Nepal Reinsurance Company नेपाल पुनर्बीमा कम्पनी
- Traded as: NEPSE: 2881
- Industry: Reinsurance
- Founded: December 22, 2014; 11 years ago, Nepal
- Headquarters: Thapathali, Kathmandu, Nepal
- Area served: Worldwide
- Key people: Ishwori Prasad Aryal (chairman) Surendra Thapa (CEO)
- Net income: रू103 crore (US$6.7 million) (2024)
- Number of employees: 65 (2022)
- Rating: AA− (Icra Nepal)
- Website: nepalre.com.np

= Nepal Reinsurance Company Limited =

Reinsurance company in Nepal

Nepal Reinsurance Company (Nepal Re) is Nepal's first reinsurance company which was successor of the insurance pool that was set up in 2003 with the aim to cover the losses arising from situations like riot, sabotage or terrorism and malicious damage (RSTMD) during the Insurgency. It operates under a public–private partnership (PPP) model with equity participation from the Government of Nepal.

==Structure==
The current paid-up capital of Nepal Reinsurance is 11.65 Billion. The following table shows the percentage of shareholdings by the respective shareholders on the capital structure:

| S.No | Owners | Ownership (%) |
|---|---|---|
| 1 | Government of Nepal | 44.039051 |
| 2 | Institutional investor | 39.97 |
| 3 | Public | 16 |

==Services==
Nepal Re provides reinsurance support to both life and non-life insurers.

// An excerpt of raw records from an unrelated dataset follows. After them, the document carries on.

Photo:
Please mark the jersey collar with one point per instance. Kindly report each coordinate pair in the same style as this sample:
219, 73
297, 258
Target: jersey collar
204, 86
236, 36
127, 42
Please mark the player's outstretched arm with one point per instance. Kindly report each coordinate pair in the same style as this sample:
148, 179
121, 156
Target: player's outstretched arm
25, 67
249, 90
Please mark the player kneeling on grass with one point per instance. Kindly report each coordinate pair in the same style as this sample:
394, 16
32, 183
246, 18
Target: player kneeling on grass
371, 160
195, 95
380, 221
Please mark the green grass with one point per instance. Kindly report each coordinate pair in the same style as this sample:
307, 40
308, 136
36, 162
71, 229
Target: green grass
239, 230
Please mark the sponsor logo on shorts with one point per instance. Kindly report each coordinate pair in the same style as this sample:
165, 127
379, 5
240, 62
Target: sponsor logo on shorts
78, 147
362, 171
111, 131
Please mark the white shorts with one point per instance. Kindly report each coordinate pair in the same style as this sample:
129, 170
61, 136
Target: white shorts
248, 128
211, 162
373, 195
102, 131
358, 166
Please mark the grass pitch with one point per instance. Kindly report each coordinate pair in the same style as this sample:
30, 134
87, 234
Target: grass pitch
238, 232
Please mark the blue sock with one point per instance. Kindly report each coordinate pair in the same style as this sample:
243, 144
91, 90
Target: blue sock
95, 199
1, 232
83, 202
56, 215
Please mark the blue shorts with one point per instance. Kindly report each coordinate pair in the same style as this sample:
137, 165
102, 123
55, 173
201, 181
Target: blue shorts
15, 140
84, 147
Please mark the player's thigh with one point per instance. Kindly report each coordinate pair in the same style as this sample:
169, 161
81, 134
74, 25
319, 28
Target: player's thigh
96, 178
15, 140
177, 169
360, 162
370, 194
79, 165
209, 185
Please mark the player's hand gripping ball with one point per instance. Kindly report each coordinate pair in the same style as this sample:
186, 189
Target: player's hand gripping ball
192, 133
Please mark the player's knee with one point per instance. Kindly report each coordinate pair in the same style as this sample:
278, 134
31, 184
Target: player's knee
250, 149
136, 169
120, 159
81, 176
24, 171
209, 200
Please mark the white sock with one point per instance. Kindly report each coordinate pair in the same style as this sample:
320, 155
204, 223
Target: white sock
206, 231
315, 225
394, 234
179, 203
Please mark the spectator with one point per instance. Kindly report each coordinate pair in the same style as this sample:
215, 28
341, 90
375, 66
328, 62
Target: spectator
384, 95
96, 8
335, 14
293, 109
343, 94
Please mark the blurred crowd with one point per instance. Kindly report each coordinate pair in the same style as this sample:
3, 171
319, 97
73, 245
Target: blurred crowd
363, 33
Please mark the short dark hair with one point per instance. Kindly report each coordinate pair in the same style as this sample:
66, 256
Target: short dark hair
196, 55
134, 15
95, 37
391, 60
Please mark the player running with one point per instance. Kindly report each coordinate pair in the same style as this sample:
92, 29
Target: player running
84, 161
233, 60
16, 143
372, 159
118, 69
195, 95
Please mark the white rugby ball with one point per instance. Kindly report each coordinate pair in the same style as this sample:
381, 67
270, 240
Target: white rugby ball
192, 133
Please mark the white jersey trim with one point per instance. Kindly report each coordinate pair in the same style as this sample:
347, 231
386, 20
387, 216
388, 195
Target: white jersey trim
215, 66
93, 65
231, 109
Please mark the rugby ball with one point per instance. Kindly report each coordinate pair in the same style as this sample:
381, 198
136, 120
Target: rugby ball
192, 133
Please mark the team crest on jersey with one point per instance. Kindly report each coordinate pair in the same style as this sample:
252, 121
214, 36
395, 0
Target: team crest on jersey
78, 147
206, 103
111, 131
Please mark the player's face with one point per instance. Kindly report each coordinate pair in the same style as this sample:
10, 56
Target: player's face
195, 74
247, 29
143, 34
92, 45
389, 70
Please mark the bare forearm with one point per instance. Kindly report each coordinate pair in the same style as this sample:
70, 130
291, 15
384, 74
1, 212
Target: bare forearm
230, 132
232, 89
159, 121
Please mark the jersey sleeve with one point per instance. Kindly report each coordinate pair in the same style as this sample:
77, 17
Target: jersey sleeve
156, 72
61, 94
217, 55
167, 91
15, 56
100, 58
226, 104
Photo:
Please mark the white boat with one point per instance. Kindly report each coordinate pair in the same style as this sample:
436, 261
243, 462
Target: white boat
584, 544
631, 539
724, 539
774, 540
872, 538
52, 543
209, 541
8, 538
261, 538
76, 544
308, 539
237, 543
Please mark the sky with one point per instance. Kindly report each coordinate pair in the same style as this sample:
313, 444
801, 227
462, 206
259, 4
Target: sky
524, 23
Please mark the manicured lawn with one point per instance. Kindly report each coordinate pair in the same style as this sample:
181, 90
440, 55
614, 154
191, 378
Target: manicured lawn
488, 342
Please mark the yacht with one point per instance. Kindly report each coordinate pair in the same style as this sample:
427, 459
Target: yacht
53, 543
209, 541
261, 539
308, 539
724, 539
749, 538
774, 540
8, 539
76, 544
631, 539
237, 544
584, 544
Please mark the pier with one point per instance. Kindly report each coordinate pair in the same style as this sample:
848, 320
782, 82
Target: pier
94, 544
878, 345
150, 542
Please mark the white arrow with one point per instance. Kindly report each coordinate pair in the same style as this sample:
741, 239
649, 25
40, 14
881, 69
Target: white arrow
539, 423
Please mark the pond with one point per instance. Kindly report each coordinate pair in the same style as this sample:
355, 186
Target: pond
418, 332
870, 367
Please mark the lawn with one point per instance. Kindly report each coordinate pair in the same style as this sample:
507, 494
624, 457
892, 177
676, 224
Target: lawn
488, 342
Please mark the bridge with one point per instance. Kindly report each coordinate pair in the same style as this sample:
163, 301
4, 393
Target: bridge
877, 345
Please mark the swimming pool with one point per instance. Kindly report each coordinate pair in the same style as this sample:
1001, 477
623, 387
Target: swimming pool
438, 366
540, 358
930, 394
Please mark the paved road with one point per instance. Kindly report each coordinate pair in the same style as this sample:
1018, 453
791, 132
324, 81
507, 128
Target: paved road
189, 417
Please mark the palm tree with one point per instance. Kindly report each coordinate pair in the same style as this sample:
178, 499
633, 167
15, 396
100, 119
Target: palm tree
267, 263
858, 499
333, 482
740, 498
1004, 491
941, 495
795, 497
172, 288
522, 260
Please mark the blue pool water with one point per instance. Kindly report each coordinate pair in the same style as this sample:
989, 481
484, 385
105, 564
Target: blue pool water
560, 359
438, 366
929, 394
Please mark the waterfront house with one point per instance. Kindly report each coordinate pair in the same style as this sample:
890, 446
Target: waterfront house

Domestically, its portfolio includes treaty, direct session, facultative, RSM/DST, agriculture, motor third-party liability pool, foreign employment pool, and aviation business, partnering with various local non-life insurance companies and life insurance companies depending on the product line.

Internationally, it offers treaty support in 13 countries and facultative reinsurance in 32 countries.